Dr. Barbara entered into ministry 40 years ago with a background in social work and psychology instead of a formal education in seminary training. Over the decades she has successfully built a world-class ministry which she attributes to the grace and faithfulness of God. Despite her many life accomplishments she is focused on service to humanity and sums up her life’s mission and ministry in just a few words “impacting lives, bringing value to people and living as an expression of God on this earth.” At age 80, retirement is not really on her mind although she is proactively planning a succession strategy for the ministry.

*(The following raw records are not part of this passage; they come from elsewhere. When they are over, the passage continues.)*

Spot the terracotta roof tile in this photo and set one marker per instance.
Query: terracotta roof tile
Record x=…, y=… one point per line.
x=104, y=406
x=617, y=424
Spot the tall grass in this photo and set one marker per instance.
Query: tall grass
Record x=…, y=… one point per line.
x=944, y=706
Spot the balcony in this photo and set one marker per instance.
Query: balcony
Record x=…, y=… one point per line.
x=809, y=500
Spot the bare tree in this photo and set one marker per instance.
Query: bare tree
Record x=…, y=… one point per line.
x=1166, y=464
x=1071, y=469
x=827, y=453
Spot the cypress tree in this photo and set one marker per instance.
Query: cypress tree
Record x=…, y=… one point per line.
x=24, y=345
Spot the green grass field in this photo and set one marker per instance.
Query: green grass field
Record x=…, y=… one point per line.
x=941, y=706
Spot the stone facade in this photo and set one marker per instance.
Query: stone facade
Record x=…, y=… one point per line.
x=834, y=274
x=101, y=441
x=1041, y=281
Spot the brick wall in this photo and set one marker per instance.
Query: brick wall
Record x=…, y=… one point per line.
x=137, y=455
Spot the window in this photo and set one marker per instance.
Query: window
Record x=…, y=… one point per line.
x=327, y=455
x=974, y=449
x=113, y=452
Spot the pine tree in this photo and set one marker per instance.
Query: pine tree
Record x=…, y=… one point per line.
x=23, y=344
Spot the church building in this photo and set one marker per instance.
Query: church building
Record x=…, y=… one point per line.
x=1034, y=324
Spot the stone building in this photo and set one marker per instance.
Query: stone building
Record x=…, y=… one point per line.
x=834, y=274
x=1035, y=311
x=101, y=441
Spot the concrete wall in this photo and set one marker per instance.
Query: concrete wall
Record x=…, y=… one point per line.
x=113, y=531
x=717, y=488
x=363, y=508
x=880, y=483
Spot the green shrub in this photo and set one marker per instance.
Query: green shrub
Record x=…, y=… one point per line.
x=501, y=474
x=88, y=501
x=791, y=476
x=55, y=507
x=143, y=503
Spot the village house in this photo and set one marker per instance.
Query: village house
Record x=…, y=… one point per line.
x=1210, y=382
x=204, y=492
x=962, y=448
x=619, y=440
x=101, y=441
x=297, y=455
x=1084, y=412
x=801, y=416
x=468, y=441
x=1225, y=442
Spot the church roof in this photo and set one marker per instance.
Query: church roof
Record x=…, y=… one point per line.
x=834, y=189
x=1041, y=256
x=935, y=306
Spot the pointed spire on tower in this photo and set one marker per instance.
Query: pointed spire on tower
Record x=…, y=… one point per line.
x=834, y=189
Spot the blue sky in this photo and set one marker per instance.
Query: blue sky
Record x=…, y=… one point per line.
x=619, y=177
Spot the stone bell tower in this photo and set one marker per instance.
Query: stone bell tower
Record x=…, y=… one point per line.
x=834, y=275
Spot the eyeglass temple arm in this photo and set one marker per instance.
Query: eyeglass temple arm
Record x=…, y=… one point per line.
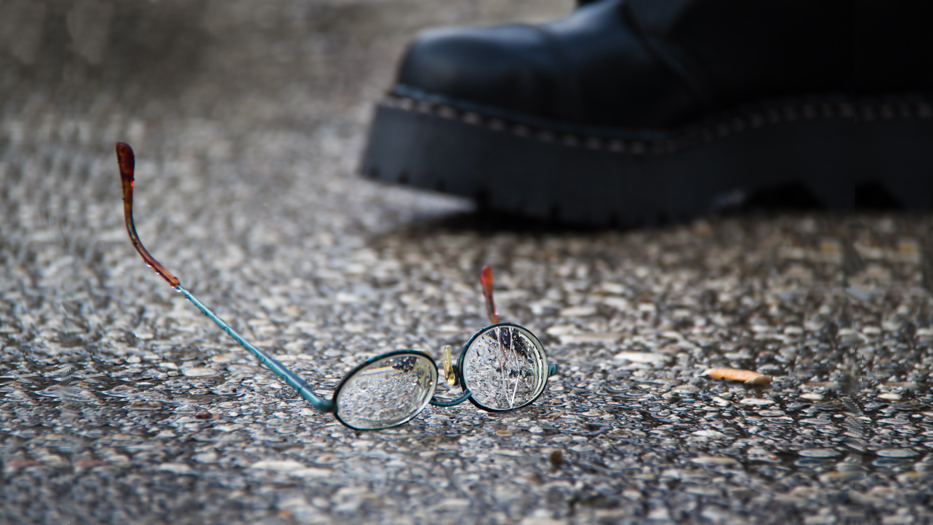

Hillside International Chapel & Truth Center is a member of the International New Thought Alliance. Dr. Barbara began this nondenominational, ecumenical ministry in 1971 with twelve members in her living room. The Hillside complex covers nearly twelve acres with a growing congregation numbering more than 10,000. Hillside has a very visible and important role in the development of metropolitan Atlanta through its numerous programs and outreach projects. Hillside Chapel is the first African-American led New Thought affiliate to establish a sister-church in South Africa in May 1994.

Hillside Church which caters to the needs of an extremely diverse congregation is best described as a holistic ministry. It emphasizes ministry to the total man: spirit, soul and body and provides services that meets the needs of all these human departments. Members engage in intense prayer, bible study and devotion throughout the year and also learn how to live healthy and responsible lives especially in these economic times. The church is located on 2450 Cascade Road, S.W. Atlanta, GA 30311 and on the web at

Nana Yaa Twumwaa I (Center) at a Durbar In Ghana


Aside being priest Dr. Barbara is also the development Chief of Assin Nsuta in Ghana, West Africa and the first female chief in the region. She cherishes this function and title as much as her new one – Bishop and describes her consecration experience as surreal and somewhat similar to her enstoolment in Ghana on August 18, 2001. Her path to becoming a chief is not one of those things she anticipated or discerned it was more of preparation meeting a God arranged opportunity, an opportunity to serve, support and uplift a people which for her, an African-American woman has tremendous importance.

When the surprise enstoolment announcement came to her during a service in her Atlanta church, she neither knew about the word enstoolment nor its meaning. However since accepting the honor and responsibility she has contributed to her town through several development and educational programs, is currently working on a library project for her community and mothering one Ghanaian young lady in the United States. As chief she endeavors to visit her people twice a year. “ ..I am at home when I am in Ghana…”

Her stool name Nana Yaa Twunmwaa I translates into a Thursday born chief with special spiritual power, energy and courage. The name Twumwaa is related to the name Asantawaa in the Akan culture hence Nana Yaa Asantawaa, national hero of the Ashanti’s of Ghana is a spiritual sister of Nana Yaa Twumwaa I. (Dr. Barbara). In Ghana she serves on the council of Chiefs for the Nkosuohene of the Benkum Division of the Assin Apimanim Traditional Area.